ColorPeel

Paper: ColorPeel: Color Prompt Learning with Diffusion Models via Color and Shape Disentanglement (ECCV 2024)

“disentanglement” refers to the process of decoupling shapes and colors from a set of auto-generated colored geometries in this paper.

This paper improves disentanglement:

Introduced a dataset consists on basic geometric objects in precise RGB code color
Finetuned T2I model (SD 1.4) on the dataset with an auxiliary special loss function
- Cross Attention Alignment (CAA) Loss
Resulting precise control on rgb color

Teaser Image

Method

We denote

color concepts as $c^*$
shape concepts as $s^*$

The prompt template will be “A photo of $s_i^*$ shape with $c_j^*$ color”, and some text varient then paired with the dataset of the basic geometric objects in $s_i^*$ shape with precise RGB code $c^*_j$ color

Then directly optimze the new tokens ( $\mathcal{V}^{c^*}$ , $\mathcal{V}^{s^*}$ ) and the Stable Diffusion UNet by minimizing the Latent Diffusion Model (LDM) Loss:

$\mathcal{V}^* = \arg\min_{\mathcal{V}} \mathbb{E}_{z_0 \sim \mathcal{E}(x), y, \epsilon \sim \mathcal{N}(0, 1)} \mathcal{L}_{\text{rec}}$

However, this method failed to correctly disentangle color from the shape. It is because:

the misalignment between color attention and shape attention in the model’s cross-attention maps.

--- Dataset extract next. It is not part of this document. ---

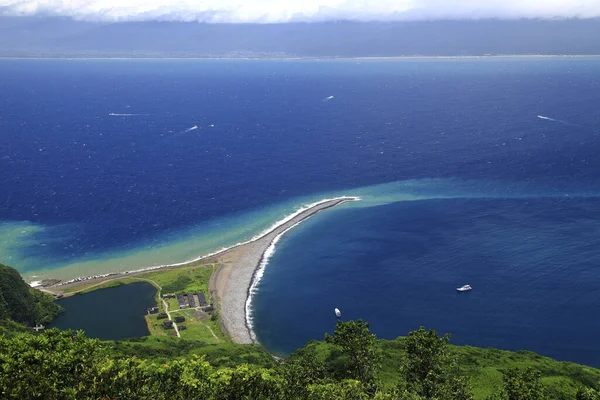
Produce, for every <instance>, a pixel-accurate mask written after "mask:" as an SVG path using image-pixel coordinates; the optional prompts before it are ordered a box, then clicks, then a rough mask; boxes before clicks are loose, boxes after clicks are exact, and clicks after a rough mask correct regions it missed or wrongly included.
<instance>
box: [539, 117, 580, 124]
mask: <svg viewBox="0 0 600 400" xmlns="http://www.w3.org/2000/svg"><path fill="white" fill-rule="evenodd" d="M538 118H539V119H544V120H546V121H552V122H558V123H561V124H565V125H570V126H579V125H575V124H572V123H570V122H569V121H563V120H562V119H555V118H550V117H546V116H544V115H538Z"/></svg>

Therefore ColorPeel proposed the Cross Attention Alignment (CAA) Loss to achieve agreement between these cross-attentions, as defined by the cosine similarity between the cross-attention maps:

$\mathcal{L}_{\text{caa}} = 1 - cos(\mathcal{A}_t^{c^*}, \mathcal{A}_t^{s^*})$

$cos(\mathcal{A}_t^{c^*}, \mathcal{A}_t^{s^*})$ $cos (A_{t}^{c^{*}}, A_{t}^{s^{*}})$ measures the cosine similarity between the attention maps of color and shape.
- cosine similarity measures how similar two vectors are. Higher cosine similarity means the vectors are more aligned.
By minimizing $\mathcal{L}_{\text{caa}}$ $L_{caa}$ , it encourages higher similarity between the attention maps for color and shape
- the model focuses on the correct aspects for both color and shape simultaneously.

How does it achieve disentanglement?

Its strengthing the cross attention alignment to achieve disentanglement.

It ensure that both color and shape attentions are directed towards the correct regions/features of the image.

avoid color information incorrectly attributed to shape features

So the new loss become

$\mathcal{V}^* = \arg\min_{\mathcal{V}} \mathbb{E}_{z_0 \sim \mathcal{E}(x), y, \epsilon \sim \mathcal{N}(0, 1)} [\mathcal{L}_{\text{rec}}+\lambda \cdot \mathcal{L}_{\text{caa}}]$

$\lambda = 0.2$ seems to achieve the best result.

Overall

Illustration of the ColorPeel method.

Firstly, instance images along with the templates are generated, given the user-provided RGB or color coordinates.

Next, new modifier tokens are introduced, i.e., $s^∗_i$ and $c^∗_i$ which correspond to shapes and colors to ensure the disentanglement of shape from color.

Following Custom Diffusion, the key and value projection matrices in the diffusion model cross-attention layers are optimized along with the modifier tokens while training.

Cross attention alignment is introduced to enforce the color and shape cross-attentions disentanglement.